What a wild year it has been

When the calendar turned from 2020 to 2021, a lot of us breathed a sigh of relief. “There’s no way 2021 can be as bad as 2020 was,” we said to ourselves.
Well, hold that thought.
Maybe 2021 wasn’t quite as bad as 2020, but it was still a rollercoaster of a year, with plenty of downs, ups, division and “what was that?” moments.
It started in January when Joe Biden was inaugarated as the 46th President of the United States. That came just two weeks after thousands of fervent Donald Trump supporters showed up in Washington, D.C., to protest the results of the presidential election, with many storming into the U.S. Capitol. Since that time, over 600 of those who participated in the breach have been arrested on various charges.
In February, the United States formally re-joined the Paris Climate Agreement, an international treaty aimed at limiting global warming. Two months later, a jury in Minneapolis, Minn., found former police officer Derek Chauvin guilty of murdering George Floyd a year earlier. Along those same lines, Kyle Rittenhouse was acquitted of murder after killing two people and injuring another while defending himself against protestors and rioters in Kenosha, Wis., the year before.
This year brought the successful splashdown of the first operational spaceflight by a private company, Elon Musk’s SpaceX. It brought phrases such as “supply chain” to our collective conciousness, as prices and inflation skyrocketed in the U.S., hammering the average person’s pocketbook in the process. A lack of workers that continues to this day began to show up across the county, exacerbating the problem.
July brought the 32nd Summer Olympic games to Tokyo, a year after being postponed. The U.S. topped the medal count with 113. A month later, the United States withdrew its troops from Afghanistan after a two-decade war that took the lives of over 2,400 U.S. service personnel. It was a war that began after Sept. 11, 2001 when terrorists attacked the World Trade Center and other locales  in the country.

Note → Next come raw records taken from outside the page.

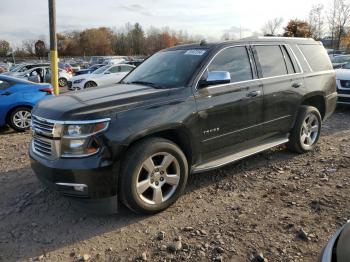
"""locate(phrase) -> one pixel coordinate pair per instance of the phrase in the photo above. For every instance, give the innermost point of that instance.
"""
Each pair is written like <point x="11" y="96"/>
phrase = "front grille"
<point x="42" y="147"/>
<point x="41" y="126"/>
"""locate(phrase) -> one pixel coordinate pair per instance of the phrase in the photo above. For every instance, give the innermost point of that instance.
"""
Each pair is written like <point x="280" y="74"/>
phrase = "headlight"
<point x="79" y="140"/>
<point x="84" y="130"/>
<point x="78" y="81"/>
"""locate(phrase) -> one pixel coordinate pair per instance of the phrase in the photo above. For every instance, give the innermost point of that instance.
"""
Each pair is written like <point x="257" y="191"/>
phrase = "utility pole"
<point x="53" y="46"/>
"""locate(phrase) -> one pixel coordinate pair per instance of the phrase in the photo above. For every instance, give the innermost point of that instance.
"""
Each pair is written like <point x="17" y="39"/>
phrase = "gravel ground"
<point x="275" y="206"/>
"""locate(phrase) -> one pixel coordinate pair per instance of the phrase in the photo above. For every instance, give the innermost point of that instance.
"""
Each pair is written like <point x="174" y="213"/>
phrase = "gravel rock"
<point x="161" y="235"/>
<point x="176" y="246"/>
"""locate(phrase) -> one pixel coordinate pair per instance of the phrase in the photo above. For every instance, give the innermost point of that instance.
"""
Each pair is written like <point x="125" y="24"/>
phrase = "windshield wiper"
<point x="145" y="83"/>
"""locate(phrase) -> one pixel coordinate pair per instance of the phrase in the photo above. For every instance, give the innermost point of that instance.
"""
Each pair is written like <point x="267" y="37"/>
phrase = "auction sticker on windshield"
<point x="195" y="52"/>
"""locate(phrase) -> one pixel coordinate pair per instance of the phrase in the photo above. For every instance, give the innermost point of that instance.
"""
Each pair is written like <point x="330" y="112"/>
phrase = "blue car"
<point x="17" y="98"/>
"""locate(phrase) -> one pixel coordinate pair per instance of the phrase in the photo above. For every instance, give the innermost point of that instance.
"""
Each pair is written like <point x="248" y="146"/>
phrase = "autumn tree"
<point x="297" y="28"/>
<point x="316" y="21"/>
<point x="4" y="47"/>
<point x="338" y="19"/>
<point x="272" y="26"/>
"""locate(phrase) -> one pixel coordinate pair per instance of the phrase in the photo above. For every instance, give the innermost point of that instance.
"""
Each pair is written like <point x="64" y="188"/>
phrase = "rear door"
<point x="7" y="97"/>
<point x="229" y="114"/>
<point x="282" y="80"/>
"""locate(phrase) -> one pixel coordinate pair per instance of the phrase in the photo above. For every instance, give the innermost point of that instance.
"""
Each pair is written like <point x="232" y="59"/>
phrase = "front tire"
<point x="20" y="119"/>
<point x="62" y="82"/>
<point x="306" y="131"/>
<point x="153" y="175"/>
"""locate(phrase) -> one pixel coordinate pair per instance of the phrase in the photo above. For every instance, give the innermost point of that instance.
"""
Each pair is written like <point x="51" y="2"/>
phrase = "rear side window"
<point x="271" y="60"/>
<point x="4" y="84"/>
<point x="234" y="60"/>
<point x="316" y="56"/>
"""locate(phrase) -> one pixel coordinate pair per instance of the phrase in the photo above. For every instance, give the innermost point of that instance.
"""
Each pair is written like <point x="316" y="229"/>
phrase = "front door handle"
<point x="254" y="94"/>
<point x="297" y="85"/>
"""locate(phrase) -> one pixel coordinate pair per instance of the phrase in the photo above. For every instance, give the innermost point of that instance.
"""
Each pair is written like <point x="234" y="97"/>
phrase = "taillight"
<point x="49" y="91"/>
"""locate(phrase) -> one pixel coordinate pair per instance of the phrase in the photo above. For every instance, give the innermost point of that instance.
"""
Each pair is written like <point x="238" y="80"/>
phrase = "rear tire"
<point x="153" y="175"/>
<point x="90" y="84"/>
<point x="20" y="118"/>
<point x="306" y="131"/>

The Tampa Bay Buccaneers won a Super Bowl championship. The Atlanta Braves won a World Series. Devestating tornadoes leveled parts of the central U.S. The COVID-19 pandemic raged on and will stick around for its third calendar year when the clock strikes midnight Dec. 31.
It was an interesting year, but we hope it was one that found you well and happy. We hope for the same as we enter 2022, with a great deal of optimism and hope for our future. Not all is bad, and we must remember that as we forge into a new year. Make a resolution to be kind and help others this new year. Thank you to all of our readers and advertisers, and we will see you in 2022.